Now let's make it a bit complicated. You have a config.ini and a module defines a function to read it at the same hierarchy as 'main.py'.

project\
    package_1\
        module_1.py
        module_2.py
    config.py
    config.ini
    main.py

And for some unavoidable reason, you have to call it with module_2.py, so it has to import from upper hierarchy.module_2.py:

 import ..config
 pass

Two dots means import from upper hierarchy (three dots access upper than upper,and so on). Now we run main.py, the interpreter will say:ValueError:attempted relative import beyond top-level package. The "top-level package" at here is main.py. Just because config.py is beside main.py, they are at same hierarchy, config.py isn't "under" main.py, or it isn't "leaded" by main.py, so it is beyond main.py.

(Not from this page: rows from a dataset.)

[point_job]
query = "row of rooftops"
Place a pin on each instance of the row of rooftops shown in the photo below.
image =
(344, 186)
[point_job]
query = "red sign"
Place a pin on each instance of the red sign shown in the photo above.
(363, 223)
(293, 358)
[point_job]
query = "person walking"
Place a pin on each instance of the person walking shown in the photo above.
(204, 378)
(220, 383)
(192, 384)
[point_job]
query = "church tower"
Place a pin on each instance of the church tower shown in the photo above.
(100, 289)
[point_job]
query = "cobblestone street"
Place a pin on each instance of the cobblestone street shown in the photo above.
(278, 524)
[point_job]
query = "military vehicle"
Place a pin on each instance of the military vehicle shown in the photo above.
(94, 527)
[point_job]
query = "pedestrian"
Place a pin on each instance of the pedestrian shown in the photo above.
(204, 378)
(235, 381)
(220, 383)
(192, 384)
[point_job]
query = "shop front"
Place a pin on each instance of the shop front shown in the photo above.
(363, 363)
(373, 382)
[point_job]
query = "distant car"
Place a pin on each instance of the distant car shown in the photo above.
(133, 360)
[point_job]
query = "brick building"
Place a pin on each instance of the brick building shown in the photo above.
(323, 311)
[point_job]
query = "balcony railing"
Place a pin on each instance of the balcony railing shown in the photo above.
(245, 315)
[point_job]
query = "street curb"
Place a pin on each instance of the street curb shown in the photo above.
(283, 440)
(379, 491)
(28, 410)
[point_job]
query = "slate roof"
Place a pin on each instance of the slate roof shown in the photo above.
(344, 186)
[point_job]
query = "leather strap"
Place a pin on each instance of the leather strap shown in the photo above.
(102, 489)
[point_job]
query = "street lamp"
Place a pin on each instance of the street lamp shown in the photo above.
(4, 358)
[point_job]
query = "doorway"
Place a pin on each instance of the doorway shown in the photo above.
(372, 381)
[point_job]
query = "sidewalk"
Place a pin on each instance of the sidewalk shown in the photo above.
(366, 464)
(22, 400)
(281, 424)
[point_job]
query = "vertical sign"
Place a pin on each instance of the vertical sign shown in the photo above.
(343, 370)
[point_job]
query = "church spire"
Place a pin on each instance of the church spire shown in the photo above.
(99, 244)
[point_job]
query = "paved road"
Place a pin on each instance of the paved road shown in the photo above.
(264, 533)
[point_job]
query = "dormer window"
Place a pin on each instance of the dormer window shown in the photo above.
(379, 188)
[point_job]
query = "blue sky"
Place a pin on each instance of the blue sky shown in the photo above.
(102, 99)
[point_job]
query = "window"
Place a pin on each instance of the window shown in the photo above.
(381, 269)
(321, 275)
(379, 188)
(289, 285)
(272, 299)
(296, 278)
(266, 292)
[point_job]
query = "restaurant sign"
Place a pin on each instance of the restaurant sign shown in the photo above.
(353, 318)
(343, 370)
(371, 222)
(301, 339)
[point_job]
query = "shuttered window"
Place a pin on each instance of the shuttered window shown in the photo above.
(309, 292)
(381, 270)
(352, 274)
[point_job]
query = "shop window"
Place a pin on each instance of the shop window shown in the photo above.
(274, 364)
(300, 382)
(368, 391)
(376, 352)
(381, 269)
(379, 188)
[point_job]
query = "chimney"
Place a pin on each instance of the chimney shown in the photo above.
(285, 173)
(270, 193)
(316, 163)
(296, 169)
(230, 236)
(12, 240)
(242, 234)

To fix this, the simplest way is:

project\
    package_1\
        module_1.py
        module_2.py
    config.py
    config.ini
main.py

I think that is coincide with the principle of arrange project file hierarchy, you should arrange modules with different function in different folders, and just leave a top caller in the outside, and you can import how ever you want.


c
californium

This also works, and is much simpler than anything with the sys module:

with open("C:/yourpath/foobar.py") as f:
    eval(f.read())

If OP was going to hardcode a path, they could just insert that path into the PYTHONPATH anyway. I think the point is doing so in a manner that does not hardcode a path since it would break anywhere else.
P
Peter Mortensen

Call me overly cautious, but I like to make mine more portable because it's unsafe to assume that files will always be in the same place on every computer. Personally I have the code look up the file path first. I use Linux so mine would look like this:

import os, sys
from subprocess import Popen, PIPE
try:
    path = Popen("find / -name 'file' -type f", shell=True, stdout=PIPE).stdout.read().splitlines()[0]
    if not sys.path.__contains__(path):
        sys.path.append(path)
except IndexError:
    raise RuntimeError("You must have FILE to run this program!")

That is of course unless you plan to package these together. But if that's the case you don't really need two separate files anyway.


Files will always be in the same place on every computer, given a relative path.